Carrying Your Luggage with You
- A major mistake is to bring your past hurts, pains and failures into your new relationship. This is especially the case if you are a victim of infidelity. Many relationships are destroyed because of accusations that stem from past pains. Just because your former spouse hurt you, does not mean your new spouse or interest will.
- Before continuing, I feel like I should emphasize that adultery, fornication, extra-marital affairs and other immoral acts are not normal behaviors for Christians. If you have a relationship with Jesus Christ and are walking in His truth, these activities should not even be an option for you, let alone a lifestyle or mindset. If you are living that way, please realize that you are deceived and the truth is not in you (1 Cor. 6:9-11). Regardless of how people may try to justify those behaviors, it was wrong yesterday, it is wrong today, and it will always be wrong. This is one of those “Red Flags” that cannot be ignored. Don’t be so desperate for a relationship that you turn your back on God.
Spiritual Incompatibility
- 1 Corinthians 6:14-15 warns us not to be unequally yoked with unbelievers. Though this should be common knowledge, it can not be expressed enough. Don’t even think that your mission in life is to convert an unbeliever by marrying them. Evangelize to the lost all you want, but don’t marry one! Not only are you in opposition to God’s Word if you do, your asking for a life of misery.
- Also, don’t get involved with someone who’s belief system is not the same as yours. Make sure you are pursuing someone who has a genuine heart for God. The church is filled with people who label themselves Christians, yet they behave just like the world. 1 Corinthians 5:9-11 tells us to steer clear of them completely.
Besides surrendering your life to Jesus Christ, getting married is the most important thing you will ever do. Don’t fall into the traps listed above. Don’t be anxious. Don’t be discontent. Put your trust in God and He will guide you to the right person… someone you can love, someone you can trust.
Jeremiah 17:7 (NASB)
7“Blessed is the man who trusts in the LORD And whose trust is the LORD.
Check out “Single and Satisfied“, a great sermon on a similar subject.







Good message. Marriage can make or break someone. Many people don’t realize how true this is until it’s to late. Marriage can be a beautiful thing when it is done inside of God’s principles and leading but when people find themselves rushing and forcing things to happen, they are are cruising for a bruising. If there is one thing not to rush into, marriage is it!
Well said Gary. This goes great along with Pastor’s sermon on people who don’t have the gift of singleness.

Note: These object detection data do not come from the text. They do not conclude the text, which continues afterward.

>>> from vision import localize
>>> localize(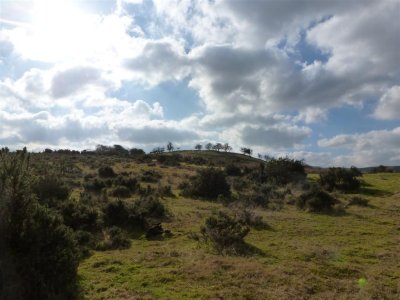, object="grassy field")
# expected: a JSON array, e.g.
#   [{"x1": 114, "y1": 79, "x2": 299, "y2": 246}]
[{"x1": 79, "y1": 152, "x2": 400, "y2": 299}]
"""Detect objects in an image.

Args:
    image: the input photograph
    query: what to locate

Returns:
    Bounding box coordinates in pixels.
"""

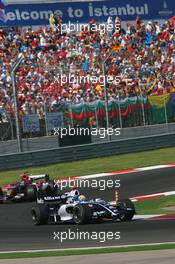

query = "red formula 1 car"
[0,173,54,203]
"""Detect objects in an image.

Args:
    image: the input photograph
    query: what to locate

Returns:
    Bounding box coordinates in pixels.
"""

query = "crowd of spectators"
[0,14,175,122]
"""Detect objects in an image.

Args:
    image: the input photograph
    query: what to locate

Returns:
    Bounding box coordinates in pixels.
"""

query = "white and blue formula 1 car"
[31,190,136,225]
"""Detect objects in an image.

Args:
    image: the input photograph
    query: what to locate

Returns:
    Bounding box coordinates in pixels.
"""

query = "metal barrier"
[0,133,175,170]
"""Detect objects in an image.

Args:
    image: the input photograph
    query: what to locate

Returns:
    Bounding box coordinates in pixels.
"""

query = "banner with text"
[0,0,175,26]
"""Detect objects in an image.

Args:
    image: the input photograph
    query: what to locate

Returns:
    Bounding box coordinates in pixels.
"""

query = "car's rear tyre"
[73,204,92,225]
[24,185,37,202]
[31,205,49,225]
[117,199,136,222]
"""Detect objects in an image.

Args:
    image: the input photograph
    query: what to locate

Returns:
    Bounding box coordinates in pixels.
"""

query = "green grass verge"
[0,243,175,259]
[0,147,175,185]
[135,195,175,214]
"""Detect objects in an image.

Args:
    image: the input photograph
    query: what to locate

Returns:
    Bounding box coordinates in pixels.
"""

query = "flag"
[0,0,7,22]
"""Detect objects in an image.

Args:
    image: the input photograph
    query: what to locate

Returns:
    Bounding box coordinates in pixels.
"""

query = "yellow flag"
[148,94,170,108]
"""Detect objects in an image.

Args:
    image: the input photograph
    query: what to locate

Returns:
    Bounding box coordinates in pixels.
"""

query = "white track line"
[0,241,175,254]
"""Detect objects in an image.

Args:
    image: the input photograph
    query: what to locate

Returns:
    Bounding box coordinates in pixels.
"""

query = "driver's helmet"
[78,194,86,201]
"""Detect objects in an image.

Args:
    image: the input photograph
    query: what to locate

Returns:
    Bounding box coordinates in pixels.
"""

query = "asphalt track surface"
[0,168,175,251]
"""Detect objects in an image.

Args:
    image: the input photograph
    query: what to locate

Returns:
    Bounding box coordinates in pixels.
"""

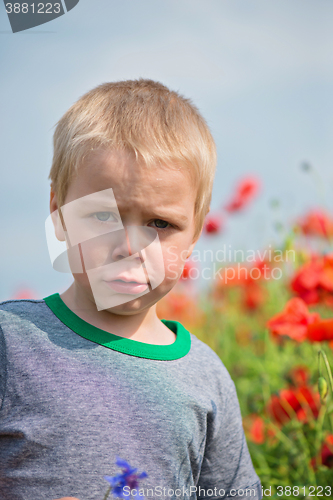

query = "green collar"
[43,293,191,361]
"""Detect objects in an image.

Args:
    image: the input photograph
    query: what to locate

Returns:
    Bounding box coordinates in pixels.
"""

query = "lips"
[106,276,147,285]
[104,276,148,295]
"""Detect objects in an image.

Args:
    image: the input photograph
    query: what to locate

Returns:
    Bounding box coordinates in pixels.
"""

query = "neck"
[60,281,175,344]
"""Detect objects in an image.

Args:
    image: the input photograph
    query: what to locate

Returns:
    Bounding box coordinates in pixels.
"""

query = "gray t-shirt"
[0,294,262,500]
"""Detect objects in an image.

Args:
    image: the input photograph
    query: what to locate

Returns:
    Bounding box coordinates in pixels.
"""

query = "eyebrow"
[150,212,188,222]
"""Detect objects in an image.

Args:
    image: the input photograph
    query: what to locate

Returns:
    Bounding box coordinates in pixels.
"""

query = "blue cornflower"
[104,456,148,499]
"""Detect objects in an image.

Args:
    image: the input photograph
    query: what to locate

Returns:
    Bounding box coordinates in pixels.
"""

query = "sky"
[0,0,333,300]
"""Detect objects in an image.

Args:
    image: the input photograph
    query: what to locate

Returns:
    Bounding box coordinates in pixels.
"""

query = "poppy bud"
[318,377,328,405]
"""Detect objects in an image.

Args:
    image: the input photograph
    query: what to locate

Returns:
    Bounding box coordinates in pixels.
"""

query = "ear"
[50,185,66,241]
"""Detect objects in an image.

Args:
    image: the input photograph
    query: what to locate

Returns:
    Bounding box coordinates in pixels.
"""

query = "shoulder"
[0,299,48,327]
[190,333,235,395]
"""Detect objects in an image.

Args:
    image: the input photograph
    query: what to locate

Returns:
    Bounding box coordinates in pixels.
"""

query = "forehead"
[66,146,195,209]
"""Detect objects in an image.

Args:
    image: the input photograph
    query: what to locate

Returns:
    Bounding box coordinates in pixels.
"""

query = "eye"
[94,212,114,222]
[153,219,171,229]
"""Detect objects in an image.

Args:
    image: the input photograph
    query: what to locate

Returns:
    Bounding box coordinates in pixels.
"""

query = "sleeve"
[197,372,262,500]
[0,326,7,411]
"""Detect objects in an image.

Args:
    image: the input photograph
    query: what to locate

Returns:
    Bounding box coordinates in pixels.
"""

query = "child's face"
[51,150,196,314]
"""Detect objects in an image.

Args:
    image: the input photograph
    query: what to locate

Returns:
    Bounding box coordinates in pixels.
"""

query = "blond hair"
[49,78,216,239]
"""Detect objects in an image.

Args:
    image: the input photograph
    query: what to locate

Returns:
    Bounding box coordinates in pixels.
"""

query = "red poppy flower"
[203,214,223,234]
[311,434,333,469]
[179,260,196,281]
[298,209,333,238]
[266,386,320,425]
[307,318,333,342]
[267,297,320,342]
[291,254,333,304]
[224,177,260,213]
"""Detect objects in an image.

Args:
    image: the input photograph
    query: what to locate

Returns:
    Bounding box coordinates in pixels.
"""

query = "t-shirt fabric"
[0,294,262,500]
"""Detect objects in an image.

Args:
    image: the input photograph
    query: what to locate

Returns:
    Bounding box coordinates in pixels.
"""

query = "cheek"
[81,240,110,270]
[163,247,188,281]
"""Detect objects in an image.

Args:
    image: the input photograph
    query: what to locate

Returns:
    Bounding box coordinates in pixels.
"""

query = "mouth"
[105,279,148,294]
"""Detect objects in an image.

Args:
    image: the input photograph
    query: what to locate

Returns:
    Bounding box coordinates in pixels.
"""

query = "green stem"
[315,405,327,467]
[318,349,333,433]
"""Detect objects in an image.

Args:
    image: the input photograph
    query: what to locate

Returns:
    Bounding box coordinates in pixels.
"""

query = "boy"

Thank you for providing a healing word to the many of us who have had failed marriages. Many times we feel the “persecution” of the church for having “given up too soon”. Thank you for speaking to restoration of our hearts and souls and providing an outlook that if we trust God with our hearts that one day He may show us the right one to love. And in the knowledge that if He wants us single, we will be ok too as we bask in HIS love. I have found a place of peace in being single. Something I have never had before. Would I like to be in a relationship? Sure. But for now I am content in my God and will wait on His direction.